See https://github.com/sara-nl/hathi-client for the client tools, and https://userinfo.surfsara.nl/systems/hadoop/usage details how to use it.
Hathi with Kerberos
Kerberos provides strong authentication, and is used at the Hathi Hadoop cluster for authentication.
I had to take the following tree steps before I could properly authenticate.
Set Password
Error: kinit: Password incorrect while getting initial credentials
Resolution: I had to reset my password at https://portal.surfsara.nl, before I could run kinit.

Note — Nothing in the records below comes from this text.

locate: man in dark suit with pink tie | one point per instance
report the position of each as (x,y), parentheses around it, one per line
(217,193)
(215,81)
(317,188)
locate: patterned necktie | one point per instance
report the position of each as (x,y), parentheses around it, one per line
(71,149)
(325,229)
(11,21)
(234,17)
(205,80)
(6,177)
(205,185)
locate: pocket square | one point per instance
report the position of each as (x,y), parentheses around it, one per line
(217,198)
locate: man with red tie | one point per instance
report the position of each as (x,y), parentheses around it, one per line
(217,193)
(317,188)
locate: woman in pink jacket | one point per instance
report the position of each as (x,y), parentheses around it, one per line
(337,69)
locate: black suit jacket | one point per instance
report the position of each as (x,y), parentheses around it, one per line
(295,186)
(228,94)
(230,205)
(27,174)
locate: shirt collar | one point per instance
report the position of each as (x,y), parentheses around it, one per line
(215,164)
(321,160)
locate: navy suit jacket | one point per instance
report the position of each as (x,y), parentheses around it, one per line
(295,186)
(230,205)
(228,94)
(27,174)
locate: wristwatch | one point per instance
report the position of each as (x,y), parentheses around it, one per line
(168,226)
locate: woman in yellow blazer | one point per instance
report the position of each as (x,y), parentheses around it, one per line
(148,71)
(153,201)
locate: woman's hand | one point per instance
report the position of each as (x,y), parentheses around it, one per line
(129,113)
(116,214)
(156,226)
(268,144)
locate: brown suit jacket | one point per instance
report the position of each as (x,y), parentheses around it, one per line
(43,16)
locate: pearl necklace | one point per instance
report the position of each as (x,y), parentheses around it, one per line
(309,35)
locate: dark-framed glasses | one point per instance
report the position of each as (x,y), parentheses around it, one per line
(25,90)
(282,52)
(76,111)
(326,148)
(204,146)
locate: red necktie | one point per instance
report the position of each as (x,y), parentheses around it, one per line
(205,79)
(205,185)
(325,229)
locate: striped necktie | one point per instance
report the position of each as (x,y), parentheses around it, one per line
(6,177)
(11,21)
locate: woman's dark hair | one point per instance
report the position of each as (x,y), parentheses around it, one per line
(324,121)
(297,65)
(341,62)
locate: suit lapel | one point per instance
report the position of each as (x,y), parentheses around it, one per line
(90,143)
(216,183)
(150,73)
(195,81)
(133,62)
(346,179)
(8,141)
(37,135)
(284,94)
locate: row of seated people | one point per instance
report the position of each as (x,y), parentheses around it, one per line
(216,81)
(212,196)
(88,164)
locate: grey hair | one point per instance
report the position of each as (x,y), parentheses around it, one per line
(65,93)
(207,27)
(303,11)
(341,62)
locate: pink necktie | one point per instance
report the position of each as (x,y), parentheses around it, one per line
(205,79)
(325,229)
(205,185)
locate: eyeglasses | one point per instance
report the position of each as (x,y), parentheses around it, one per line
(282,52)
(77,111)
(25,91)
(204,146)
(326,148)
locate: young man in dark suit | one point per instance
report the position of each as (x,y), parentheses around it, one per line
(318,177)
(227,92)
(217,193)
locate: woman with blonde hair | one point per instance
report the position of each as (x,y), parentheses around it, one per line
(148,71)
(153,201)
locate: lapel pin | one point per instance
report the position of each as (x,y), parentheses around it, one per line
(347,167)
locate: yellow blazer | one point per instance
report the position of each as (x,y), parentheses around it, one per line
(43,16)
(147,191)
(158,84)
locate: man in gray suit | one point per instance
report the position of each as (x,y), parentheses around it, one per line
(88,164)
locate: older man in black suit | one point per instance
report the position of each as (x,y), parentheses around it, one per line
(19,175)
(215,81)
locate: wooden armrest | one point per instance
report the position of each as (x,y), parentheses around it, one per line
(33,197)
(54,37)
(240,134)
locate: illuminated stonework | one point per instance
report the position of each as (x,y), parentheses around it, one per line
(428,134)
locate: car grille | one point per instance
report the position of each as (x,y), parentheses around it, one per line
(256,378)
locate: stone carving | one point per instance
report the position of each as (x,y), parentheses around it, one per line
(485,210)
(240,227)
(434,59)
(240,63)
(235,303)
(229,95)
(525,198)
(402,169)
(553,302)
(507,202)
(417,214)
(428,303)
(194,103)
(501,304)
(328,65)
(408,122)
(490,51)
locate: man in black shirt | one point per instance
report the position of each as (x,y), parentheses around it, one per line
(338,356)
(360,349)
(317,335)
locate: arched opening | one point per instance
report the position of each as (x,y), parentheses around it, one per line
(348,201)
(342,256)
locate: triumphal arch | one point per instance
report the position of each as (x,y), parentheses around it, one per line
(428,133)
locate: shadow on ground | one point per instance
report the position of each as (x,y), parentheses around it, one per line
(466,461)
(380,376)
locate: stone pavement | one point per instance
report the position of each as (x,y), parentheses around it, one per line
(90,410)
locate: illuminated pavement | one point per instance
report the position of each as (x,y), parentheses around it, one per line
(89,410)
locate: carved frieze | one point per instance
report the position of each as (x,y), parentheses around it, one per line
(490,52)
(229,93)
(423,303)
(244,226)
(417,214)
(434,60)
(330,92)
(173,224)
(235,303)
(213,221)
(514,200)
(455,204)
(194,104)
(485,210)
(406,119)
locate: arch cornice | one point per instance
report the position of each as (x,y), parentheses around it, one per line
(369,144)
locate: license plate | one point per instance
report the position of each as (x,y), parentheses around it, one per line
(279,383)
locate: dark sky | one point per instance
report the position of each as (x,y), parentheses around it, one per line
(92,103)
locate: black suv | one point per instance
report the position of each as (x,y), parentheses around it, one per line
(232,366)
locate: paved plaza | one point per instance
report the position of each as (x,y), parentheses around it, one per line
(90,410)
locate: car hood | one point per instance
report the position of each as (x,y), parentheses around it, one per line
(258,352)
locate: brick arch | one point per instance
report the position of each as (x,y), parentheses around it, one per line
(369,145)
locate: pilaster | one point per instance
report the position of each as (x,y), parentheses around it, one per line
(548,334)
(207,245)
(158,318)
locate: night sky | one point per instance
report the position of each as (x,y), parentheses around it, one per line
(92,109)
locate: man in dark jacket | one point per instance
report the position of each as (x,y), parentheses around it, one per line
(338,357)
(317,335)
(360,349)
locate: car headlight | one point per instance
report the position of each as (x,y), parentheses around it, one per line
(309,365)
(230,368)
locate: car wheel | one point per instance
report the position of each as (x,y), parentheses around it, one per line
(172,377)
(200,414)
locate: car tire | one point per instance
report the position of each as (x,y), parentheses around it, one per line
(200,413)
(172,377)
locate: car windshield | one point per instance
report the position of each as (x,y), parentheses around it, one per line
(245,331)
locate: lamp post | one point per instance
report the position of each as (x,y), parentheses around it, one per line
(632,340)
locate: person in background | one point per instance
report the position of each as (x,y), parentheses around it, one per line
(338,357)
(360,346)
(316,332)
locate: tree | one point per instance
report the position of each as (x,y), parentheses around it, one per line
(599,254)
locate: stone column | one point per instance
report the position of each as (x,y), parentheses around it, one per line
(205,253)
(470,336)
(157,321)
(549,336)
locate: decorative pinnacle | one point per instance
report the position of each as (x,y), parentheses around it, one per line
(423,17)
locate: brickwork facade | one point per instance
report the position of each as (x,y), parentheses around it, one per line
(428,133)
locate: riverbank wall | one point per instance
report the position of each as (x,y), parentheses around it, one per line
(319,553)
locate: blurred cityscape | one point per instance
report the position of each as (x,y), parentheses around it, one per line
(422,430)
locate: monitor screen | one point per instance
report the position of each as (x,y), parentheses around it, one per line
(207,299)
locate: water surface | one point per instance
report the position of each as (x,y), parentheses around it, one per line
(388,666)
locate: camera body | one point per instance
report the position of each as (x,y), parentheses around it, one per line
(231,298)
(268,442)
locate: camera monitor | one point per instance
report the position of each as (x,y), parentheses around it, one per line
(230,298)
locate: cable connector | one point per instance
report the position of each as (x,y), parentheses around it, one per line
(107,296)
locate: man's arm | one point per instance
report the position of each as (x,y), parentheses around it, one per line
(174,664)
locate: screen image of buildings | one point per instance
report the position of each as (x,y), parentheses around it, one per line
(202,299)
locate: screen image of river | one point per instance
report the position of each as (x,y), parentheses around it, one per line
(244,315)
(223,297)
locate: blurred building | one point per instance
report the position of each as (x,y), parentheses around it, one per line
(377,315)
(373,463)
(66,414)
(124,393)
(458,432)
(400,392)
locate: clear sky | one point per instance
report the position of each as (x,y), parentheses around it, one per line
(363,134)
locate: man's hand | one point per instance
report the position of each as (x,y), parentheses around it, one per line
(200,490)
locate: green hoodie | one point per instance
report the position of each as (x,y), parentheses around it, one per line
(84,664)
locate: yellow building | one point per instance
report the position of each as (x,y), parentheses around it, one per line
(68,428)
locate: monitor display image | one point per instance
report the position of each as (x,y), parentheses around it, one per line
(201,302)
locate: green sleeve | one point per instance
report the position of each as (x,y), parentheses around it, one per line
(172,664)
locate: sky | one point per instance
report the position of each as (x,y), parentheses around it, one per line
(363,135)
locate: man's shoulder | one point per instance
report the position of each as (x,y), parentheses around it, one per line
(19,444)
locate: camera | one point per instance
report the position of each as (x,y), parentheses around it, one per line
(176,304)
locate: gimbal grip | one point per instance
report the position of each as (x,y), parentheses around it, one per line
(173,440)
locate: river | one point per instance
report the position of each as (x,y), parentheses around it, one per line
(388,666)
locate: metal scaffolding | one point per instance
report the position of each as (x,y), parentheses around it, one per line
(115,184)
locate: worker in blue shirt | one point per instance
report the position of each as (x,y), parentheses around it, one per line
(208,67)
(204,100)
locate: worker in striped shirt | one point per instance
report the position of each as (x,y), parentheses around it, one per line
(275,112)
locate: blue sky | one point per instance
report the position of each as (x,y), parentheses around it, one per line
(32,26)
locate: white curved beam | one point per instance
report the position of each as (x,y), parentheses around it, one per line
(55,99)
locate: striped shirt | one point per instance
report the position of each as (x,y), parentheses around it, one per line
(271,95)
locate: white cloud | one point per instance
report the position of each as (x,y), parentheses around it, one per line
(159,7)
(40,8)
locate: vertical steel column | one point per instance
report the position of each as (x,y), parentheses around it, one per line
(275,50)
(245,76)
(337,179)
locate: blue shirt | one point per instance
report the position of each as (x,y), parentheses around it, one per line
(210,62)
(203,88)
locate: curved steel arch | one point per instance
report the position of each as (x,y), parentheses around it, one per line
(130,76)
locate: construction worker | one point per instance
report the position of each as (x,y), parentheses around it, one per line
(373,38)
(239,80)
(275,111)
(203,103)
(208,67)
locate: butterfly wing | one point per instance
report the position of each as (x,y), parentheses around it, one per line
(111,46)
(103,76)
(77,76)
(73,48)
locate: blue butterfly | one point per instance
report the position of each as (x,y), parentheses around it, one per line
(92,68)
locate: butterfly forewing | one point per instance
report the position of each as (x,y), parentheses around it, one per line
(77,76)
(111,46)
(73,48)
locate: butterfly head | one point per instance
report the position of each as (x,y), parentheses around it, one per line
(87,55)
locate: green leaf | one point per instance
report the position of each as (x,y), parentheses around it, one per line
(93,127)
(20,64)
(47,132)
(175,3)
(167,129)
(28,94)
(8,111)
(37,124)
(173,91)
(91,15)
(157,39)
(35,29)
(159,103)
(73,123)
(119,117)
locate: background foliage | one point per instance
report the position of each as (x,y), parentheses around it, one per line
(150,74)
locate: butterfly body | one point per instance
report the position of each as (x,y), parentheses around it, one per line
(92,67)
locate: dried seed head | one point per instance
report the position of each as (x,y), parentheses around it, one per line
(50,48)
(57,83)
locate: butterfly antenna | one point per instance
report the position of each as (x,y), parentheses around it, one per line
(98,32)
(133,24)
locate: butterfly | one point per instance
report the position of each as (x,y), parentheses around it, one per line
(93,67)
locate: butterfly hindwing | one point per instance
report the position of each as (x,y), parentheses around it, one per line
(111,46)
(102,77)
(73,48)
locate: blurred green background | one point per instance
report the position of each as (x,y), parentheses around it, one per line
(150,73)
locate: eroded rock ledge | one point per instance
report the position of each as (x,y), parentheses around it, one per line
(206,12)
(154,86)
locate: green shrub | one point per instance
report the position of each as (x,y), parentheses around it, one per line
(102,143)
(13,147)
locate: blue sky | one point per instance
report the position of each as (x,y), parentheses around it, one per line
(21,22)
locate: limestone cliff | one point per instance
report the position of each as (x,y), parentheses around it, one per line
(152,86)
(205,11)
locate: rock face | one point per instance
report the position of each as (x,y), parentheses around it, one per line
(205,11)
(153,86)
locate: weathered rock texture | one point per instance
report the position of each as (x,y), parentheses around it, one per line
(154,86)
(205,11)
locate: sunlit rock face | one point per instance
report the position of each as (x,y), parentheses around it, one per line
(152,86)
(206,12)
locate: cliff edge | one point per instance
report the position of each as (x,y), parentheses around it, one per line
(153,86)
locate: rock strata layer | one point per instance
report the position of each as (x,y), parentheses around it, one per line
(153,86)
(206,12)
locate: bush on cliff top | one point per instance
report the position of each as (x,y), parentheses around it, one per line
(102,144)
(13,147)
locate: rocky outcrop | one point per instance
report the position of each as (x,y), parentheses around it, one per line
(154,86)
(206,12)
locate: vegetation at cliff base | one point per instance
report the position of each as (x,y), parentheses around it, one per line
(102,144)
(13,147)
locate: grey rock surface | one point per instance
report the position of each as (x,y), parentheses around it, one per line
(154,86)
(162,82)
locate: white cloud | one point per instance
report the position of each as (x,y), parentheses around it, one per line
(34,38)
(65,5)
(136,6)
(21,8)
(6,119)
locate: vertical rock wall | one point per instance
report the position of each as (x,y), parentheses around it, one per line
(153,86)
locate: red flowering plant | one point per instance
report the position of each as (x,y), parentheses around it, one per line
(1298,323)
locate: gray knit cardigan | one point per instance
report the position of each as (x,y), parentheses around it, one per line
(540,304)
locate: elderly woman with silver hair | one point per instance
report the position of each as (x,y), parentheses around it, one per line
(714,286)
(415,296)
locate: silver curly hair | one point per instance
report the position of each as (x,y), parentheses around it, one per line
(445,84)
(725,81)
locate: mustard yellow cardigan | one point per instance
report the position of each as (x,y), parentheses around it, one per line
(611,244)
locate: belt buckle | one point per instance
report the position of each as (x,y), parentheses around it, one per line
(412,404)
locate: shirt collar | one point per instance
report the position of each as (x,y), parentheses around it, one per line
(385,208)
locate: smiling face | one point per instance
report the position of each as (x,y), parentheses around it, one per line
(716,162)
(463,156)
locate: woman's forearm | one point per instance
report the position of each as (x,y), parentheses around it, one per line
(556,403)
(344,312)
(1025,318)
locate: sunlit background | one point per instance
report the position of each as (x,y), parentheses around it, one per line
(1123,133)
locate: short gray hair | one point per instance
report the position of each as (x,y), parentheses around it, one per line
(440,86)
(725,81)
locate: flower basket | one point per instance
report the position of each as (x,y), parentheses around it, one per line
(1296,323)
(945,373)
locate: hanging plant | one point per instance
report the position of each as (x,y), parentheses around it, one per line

Install Java Cryptography Extension
Error:
-
WARN ipc.Client: Exception encountered while connecting to the server : javax.security.sasl.SaslException: GSS initiate failed [Caused by GSSException: No valid credentials provided (Mechanism level: Failed to find any Kerberos tgt)]
-
INFO retry.RetryInvocationHandler: Exception while invoking getFileInfo of class ClientNamenodeProtocolTranslatorPB over head10.hathi.surfsara.nl/145.100.41.120:8020 after 1 fail over attempts. Trying to fail over immediately.
-
java.io.IOException: Failed on local exception: java.io.IOException: javax.security.sasl.SaslException: GSS initiate failed [Caused by GSSException: No valid credentials provided (Mechanism level: Failed to find any Kerberos tgt)]; Host Details : local host is: "surfsara-freek.local/192.168.56.1"; destination host is: "head10.hathi.surfsara.nl":8020;
Resolution: I had to download and install the Java Cryptography Extension (JCE) Unlimited Strength Jurisdiction Policy Files. This needs to be done like this:
-
cp ~/Downloads/UnlimitedJCEPolicy/*.jar /Library/Java/JavaVirtualMachines/jdk1.8.0_60.jdk/Contents/Home/jre/lib/security/
Configure Kerberos
In Firefox, go to about:config, and lookup the key network.negotiate-auth.trusted-uris
and add the value hathi.surfsara.nl
. If there is already a value, separate the different hostnames with a comma.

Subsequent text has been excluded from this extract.